Tesla vient d'enregistrer l'un de ses pires mois en Europe. Ses ventes ont chuté à 6 964 unités en octobre, soit une baisse de 48,5 % par rapport à la même période l'an dernier, selon l'Association des constructeurs européens d'automobiles (ACEA).
Il s'agit du dixième mois consécutif de baisse pour l'entreprise dans la région. Et tandis que Tesla trébuchait, le reste du marché des véhicules électriques a connu une forte croissance.
Les immatriculations totales de véhicules électriques en Europe (Royaume-Uni et zone de libre-échange européen inclus) ont bondi de 32,9 %. Même les immatriculations totales de voitures, tous types confondus, ont augmenté de 4,9 %.
Les véhicules électriques représentent désormais 16,4 % du marché automobile européen. Tesla ? Seulement 1,6 %, contre 2,4 % il y a un an. Le nouveau Model Y n'a pas réussi à inverser la tendance. Pas plus que l'engouement qu'il a suscité.
Qu'on l'attribue à la concurrence chinoise grandissante ou à la réputation déclinante d'Elon Musk sur les marchés européens, une chose est sûre : Tesla ne s'impose plus ici.

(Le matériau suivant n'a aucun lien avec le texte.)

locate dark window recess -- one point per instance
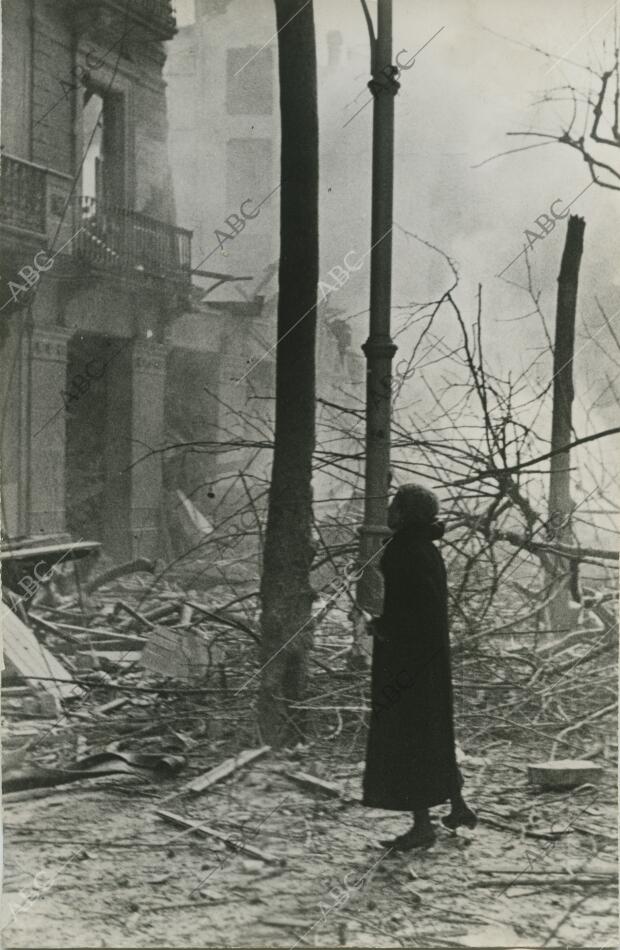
(249, 170)
(103, 168)
(249, 81)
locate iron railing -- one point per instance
(23, 195)
(118, 239)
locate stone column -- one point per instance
(135, 425)
(46, 372)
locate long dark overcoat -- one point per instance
(410, 760)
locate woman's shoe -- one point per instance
(463, 815)
(414, 838)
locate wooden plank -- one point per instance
(226, 768)
(33, 661)
(54, 626)
(202, 782)
(316, 784)
(207, 832)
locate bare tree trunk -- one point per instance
(560, 504)
(286, 594)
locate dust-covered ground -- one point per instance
(117, 875)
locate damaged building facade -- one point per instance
(122, 337)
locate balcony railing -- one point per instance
(23, 195)
(127, 241)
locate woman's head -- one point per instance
(412, 505)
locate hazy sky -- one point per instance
(472, 85)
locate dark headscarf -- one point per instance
(419, 508)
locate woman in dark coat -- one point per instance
(411, 760)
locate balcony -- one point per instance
(129, 242)
(23, 196)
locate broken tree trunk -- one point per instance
(564, 572)
(286, 594)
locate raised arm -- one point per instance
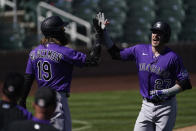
(102, 36)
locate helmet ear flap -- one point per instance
(163, 27)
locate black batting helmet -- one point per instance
(52, 26)
(162, 27)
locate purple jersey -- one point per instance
(52, 65)
(155, 72)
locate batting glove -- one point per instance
(22, 103)
(100, 22)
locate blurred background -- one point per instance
(130, 21)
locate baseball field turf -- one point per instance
(118, 110)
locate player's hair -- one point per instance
(44, 41)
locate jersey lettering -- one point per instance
(162, 84)
(44, 70)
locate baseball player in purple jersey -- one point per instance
(158, 69)
(10, 111)
(51, 64)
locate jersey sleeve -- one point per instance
(26, 114)
(74, 57)
(180, 71)
(128, 53)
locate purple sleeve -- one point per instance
(75, 57)
(29, 68)
(26, 114)
(180, 71)
(128, 53)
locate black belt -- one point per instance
(157, 101)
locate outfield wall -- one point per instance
(16, 61)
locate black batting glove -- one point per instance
(99, 22)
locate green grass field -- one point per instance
(118, 110)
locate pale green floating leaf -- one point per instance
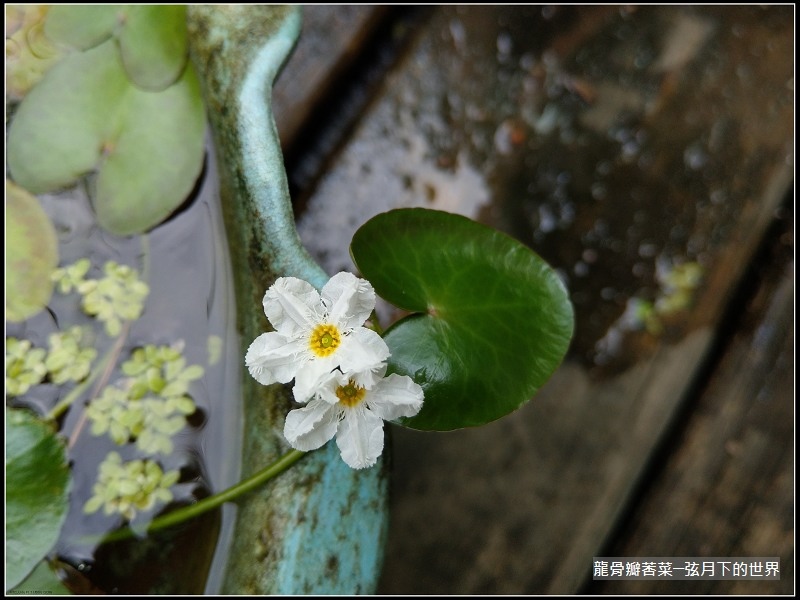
(84, 27)
(154, 45)
(61, 126)
(31, 254)
(156, 160)
(147, 146)
(37, 491)
(29, 53)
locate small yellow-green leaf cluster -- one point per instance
(678, 285)
(25, 366)
(117, 297)
(127, 487)
(66, 361)
(151, 404)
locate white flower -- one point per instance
(353, 406)
(314, 335)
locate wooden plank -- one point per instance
(614, 143)
(727, 488)
(330, 40)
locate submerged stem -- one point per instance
(206, 504)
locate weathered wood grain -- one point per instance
(331, 39)
(727, 487)
(616, 143)
(613, 141)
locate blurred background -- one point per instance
(647, 153)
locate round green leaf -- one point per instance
(493, 321)
(153, 164)
(83, 27)
(31, 255)
(37, 490)
(154, 45)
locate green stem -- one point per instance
(206, 504)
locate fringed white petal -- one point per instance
(308, 428)
(271, 358)
(360, 437)
(395, 396)
(293, 306)
(350, 300)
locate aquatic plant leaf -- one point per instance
(31, 255)
(83, 27)
(148, 147)
(29, 52)
(37, 491)
(155, 160)
(59, 130)
(492, 321)
(154, 45)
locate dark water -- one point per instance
(185, 262)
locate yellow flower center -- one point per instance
(351, 394)
(324, 340)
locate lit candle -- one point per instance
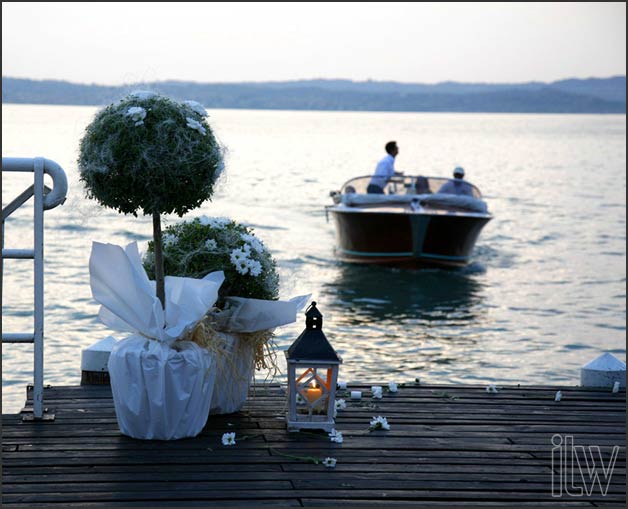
(313, 393)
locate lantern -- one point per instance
(312, 374)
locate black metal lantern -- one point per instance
(312, 375)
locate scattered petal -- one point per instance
(228, 439)
(379, 422)
(329, 462)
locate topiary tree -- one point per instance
(152, 155)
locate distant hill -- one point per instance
(594, 95)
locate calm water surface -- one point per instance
(546, 291)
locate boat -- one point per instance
(411, 225)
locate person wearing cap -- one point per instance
(457, 185)
(385, 170)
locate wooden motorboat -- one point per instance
(411, 224)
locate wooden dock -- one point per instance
(453, 445)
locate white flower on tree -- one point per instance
(142, 95)
(137, 114)
(214, 222)
(196, 125)
(169, 240)
(211, 245)
(196, 107)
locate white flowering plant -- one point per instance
(150, 154)
(194, 248)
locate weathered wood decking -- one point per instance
(448, 446)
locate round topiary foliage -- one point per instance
(203, 245)
(150, 154)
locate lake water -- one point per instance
(545, 293)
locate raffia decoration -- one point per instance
(262, 342)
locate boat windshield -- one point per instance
(406, 184)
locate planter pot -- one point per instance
(161, 392)
(234, 372)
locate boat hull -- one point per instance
(406, 239)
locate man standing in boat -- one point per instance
(385, 170)
(457, 185)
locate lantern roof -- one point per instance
(312, 345)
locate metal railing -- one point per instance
(45, 199)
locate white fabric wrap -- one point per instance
(159, 392)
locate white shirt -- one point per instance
(384, 170)
(456, 186)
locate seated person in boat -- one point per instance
(385, 170)
(422, 185)
(457, 185)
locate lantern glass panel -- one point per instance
(312, 385)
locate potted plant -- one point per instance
(239, 329)
(149, 154)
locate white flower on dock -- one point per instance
(228, 439)
(196, 125)
(196, 108)
(335, 436)
(329, 462)
(379, 422)
(137, 114)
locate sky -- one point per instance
(122, 43)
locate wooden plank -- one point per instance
(447, 444)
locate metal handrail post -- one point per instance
(44, 199)
(38, 382)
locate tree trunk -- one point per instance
(159, 260)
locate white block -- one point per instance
(96, 356)
(603, 372)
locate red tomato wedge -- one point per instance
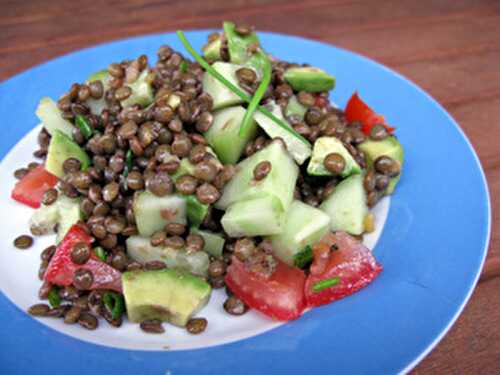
(358, 110)
(280, 296)
(61, 268)
(352, 263)
(30, 189)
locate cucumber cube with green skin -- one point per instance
(167, 295)
(152, 213)
(280, 181)
(294, 108)
(388, 147)
(254, 217)
(306, 78)
(195, 210)
(140, 249)
(221, 95)
(51, 117)
(297, 148)
(347, 206)
(223, 136)
(61, 148)
(211, 51)
(304, 225)
(142, 92)
(327, 145)
(214, 242)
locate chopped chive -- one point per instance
(54, 299)
(84, 125)
(114, 303)
(257, 97)
(100, 253)
(184, 66)
(304, 257)
(325, 284)
(245, 97)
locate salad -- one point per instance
(231, 170)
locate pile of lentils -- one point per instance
(155, 133)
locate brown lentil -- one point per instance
(23, 242)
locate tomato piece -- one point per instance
(61, 268)
(30, 189)
(281, 296)
(352, 263)
(358, 110)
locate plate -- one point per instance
(432, 245)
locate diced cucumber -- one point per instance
(214, 242)
(142, 92)
(347, 206)
(280, 181)
(196, 211)
(221, 95)
(69, 214)
(141, 250)
(211, 51)
(254, 217)
(388, 147)
(295, 108)
(165, 295)
(298, 149)
(224, 136)
(152, 213)
(51, 117)
(327, 145)
(61, 148)
(304, 225)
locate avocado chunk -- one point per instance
(254, 217)
(152, 213)
(306, 78)
(51, 117)
(224, 136)
(214, 242)
(211, 50)
(222, 96)
(388, 147)
(61, 148)
(294, 108)
(140, 249)
(167, 295)
(322, 148)
(297, 148)
(347, 206)
(280, 181)
(304, 226)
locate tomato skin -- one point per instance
(357, 110)
(30, 189)
(352, 263)
(61, 268)
(280, 296)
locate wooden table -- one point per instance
(449, 47)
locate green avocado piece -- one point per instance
(388, 147)
(152, 213)
(309, 79)
(295, 108)
(224, 135)
(168, 295)
(61, 147)
(211, 51)
(327, 145)
(222, 96)
(298, 149)
(51, 117)
(304, 226)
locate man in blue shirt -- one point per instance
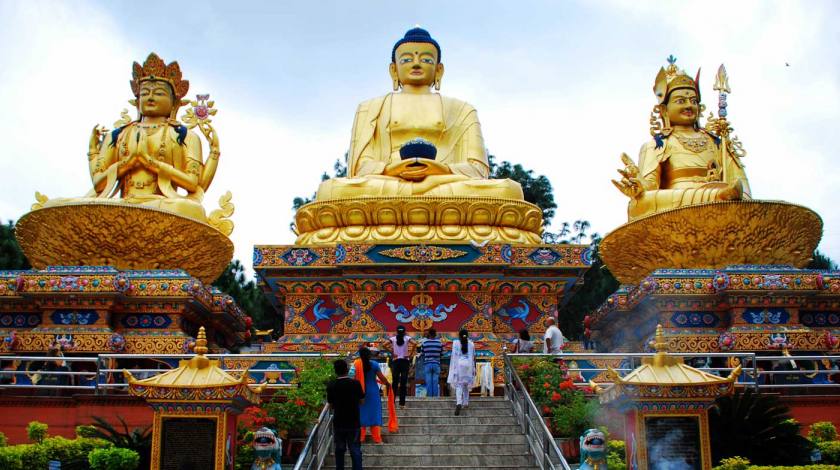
(432, 349)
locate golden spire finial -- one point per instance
(201, 342)
(200, 361)
(660, 345)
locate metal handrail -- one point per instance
(318, 443)
(540, 440)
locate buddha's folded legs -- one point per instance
(663, 199)
(436, 185)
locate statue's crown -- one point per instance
(154, 68)
(671, 78)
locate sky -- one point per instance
(561, 87)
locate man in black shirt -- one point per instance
(344, 396)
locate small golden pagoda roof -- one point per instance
(198, 373)
(666, 376)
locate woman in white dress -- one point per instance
(462, 370)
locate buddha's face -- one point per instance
(417, 64)
(155, 99)
(683, 108)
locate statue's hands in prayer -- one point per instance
(416, 169)
(630, 183)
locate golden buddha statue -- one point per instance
(144, 210)
(684, 164)
(378, 166)
(690, 205)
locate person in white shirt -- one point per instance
(553, 339)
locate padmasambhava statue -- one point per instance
(690, 204)
(684, 164)
(417, 143)
(134, 217)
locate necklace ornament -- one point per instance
(693, 144)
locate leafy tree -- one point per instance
(537, 189)
(11, 256)
(248, 295)
(758, 427)
(820, 261)
(591, 291)
(339, 171)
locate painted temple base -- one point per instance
(713, 236)
(419, 219)
(338, 298)
(129, 237)
(99, 309)
(739, 308)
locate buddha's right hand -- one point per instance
(630, 183)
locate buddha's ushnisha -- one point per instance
(414, 111)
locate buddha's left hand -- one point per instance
(417, 169)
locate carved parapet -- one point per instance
(418, 219)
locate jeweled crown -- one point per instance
(671, 78)
(154, 68)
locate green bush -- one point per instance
(830, 451)
(86, 430)
(823, 431)
(11, 458)
(34, 456)
(733, 463)
(615, 462)
(113, 458)
(36, 431)
(71, 452)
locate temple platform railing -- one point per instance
(545, 450)
(103, 374)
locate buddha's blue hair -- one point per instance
(415, 35)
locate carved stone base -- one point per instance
(123, 236)
(418, 219)
(712, 236)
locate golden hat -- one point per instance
(671, 78)
(154, 68)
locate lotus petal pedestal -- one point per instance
(418, 219)
(713, 236)
(123, 236)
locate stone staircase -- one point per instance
(485, 435)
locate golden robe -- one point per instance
(375, 144)
(673, 176)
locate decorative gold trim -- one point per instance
(429, 219)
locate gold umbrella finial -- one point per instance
(201, 342)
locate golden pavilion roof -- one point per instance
(195, 379)
(665, 376)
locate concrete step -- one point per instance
(452, 437)
(451, 420)
(431, 460)
(466, 427)
(450, 411)
(448, 448)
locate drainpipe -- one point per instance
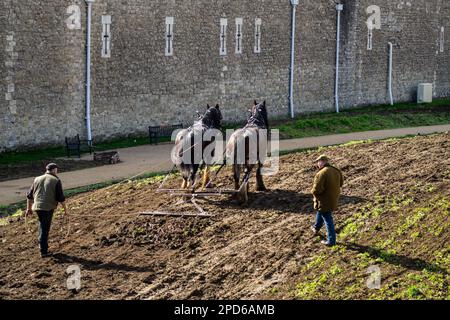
(88, 71)
(339, 8)
(391, 49)
(294, 4)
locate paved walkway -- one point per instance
(149, 158)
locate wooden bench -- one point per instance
(111, 157)
(75, 146)
(164, 131)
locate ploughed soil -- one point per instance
(263, 250)
(35, 168)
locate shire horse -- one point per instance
(186, 148)
(257, 121)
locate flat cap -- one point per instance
(51, 166)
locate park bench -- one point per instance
(163, 131)
(74, 146)
(111, 157)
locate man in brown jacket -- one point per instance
(43, 198)
(326, 191)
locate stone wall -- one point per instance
(43, 62)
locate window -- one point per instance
(239, 23)
(257, 47)
(223, 36)
(169, 36)
(106, 37)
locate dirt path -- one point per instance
(148, 158)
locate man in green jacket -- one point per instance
(43, 198)
(326, 191)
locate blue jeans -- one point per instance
(45, 221)
(326, 217)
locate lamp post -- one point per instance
(294, 4)
(88, 70)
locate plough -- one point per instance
(194, 194)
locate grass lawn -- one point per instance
(352, 120)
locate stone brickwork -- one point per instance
(43, 61)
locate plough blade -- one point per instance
(176, 214)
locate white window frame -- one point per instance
(239, 36)
(223, 36)
(106, 36)
(169, 36)
(258, 33)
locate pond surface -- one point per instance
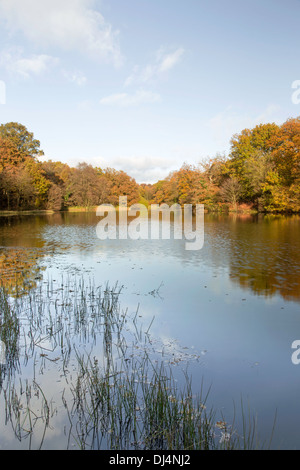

Les concurrents chinois prennent le relais alors que Tesla s'effondre.
Les chiffres cumulés depuis le début de l'année ne font qu'aggraver la situation. Au cours des dix premiers mois de 2025, Tesla a vendu 180 688 unités, soit une baisse de 29,6 % par rapport à l'année précédente. Cela représente un grand nombre de voitures en moins sur les routes européennes.
Dans le même temps, le constructeur chinois BYD a fait une entrée fracassante sur le marché avec une hausse des ventes de 207 %, atteignant 17 470 unités vendues en Europe.
Une autre marque chinoise, SAIC, n'était pas loin derrière, avec près de 24 000 véhicules produits, soit une hausse de 46 % sur un an. La domination de Tesla s'érode fortement et ses concurrents ne ralentissent pas la cadence.
Malgré tout cela, le cours de l'action est resté inchangé. Lundi, le titre Tesla a bondi de près de 7 %. Pourquoi ? Parce que Wall Street ne mise pas sur les voitures elles-mêmes, mais sur les logiciels, l'intelligence artificielle et le rêve de la conduite autonome.
Melius Research a qualifié Tesla d’« action incontournable », non pas en raison de ses chiffres de vente, mais parce qu’elle anticipe l’arrivée prochaine de la conduite autonome. L’analyste Rob Wertheimer a écrit :
« L’une des raisons pour lesquelles nous avons qualifié Tesla d’« incontournable » lors de notre récent lancement – malgré tous les risques évidents – est que le monde est sur le point de changermatic. L’autonomie arrive très bientôt et elle transformera tout l’écosystème automobile. »
La dernière version du logiciel de conduite entièrement autonome (FSD) de Tesla est disponible aux États-Unis et dans quelques autres régions. Elle n'est cependant pas encore disponible en Europe. Cela pourrait changer en février.
L'autorité néerlandaise de régulation automobile RDW a confirmé que Tesla dispose d'un créneau pour présenter sa technologie FSD l'année prochaine. L'autorisation n'est pas encore accordée, mais si elle est obtenue, cela pourrait marquer un tournant majeur pour Tesla en Europe. Ce feu vert pourrait contribuer à enrayer les pertes.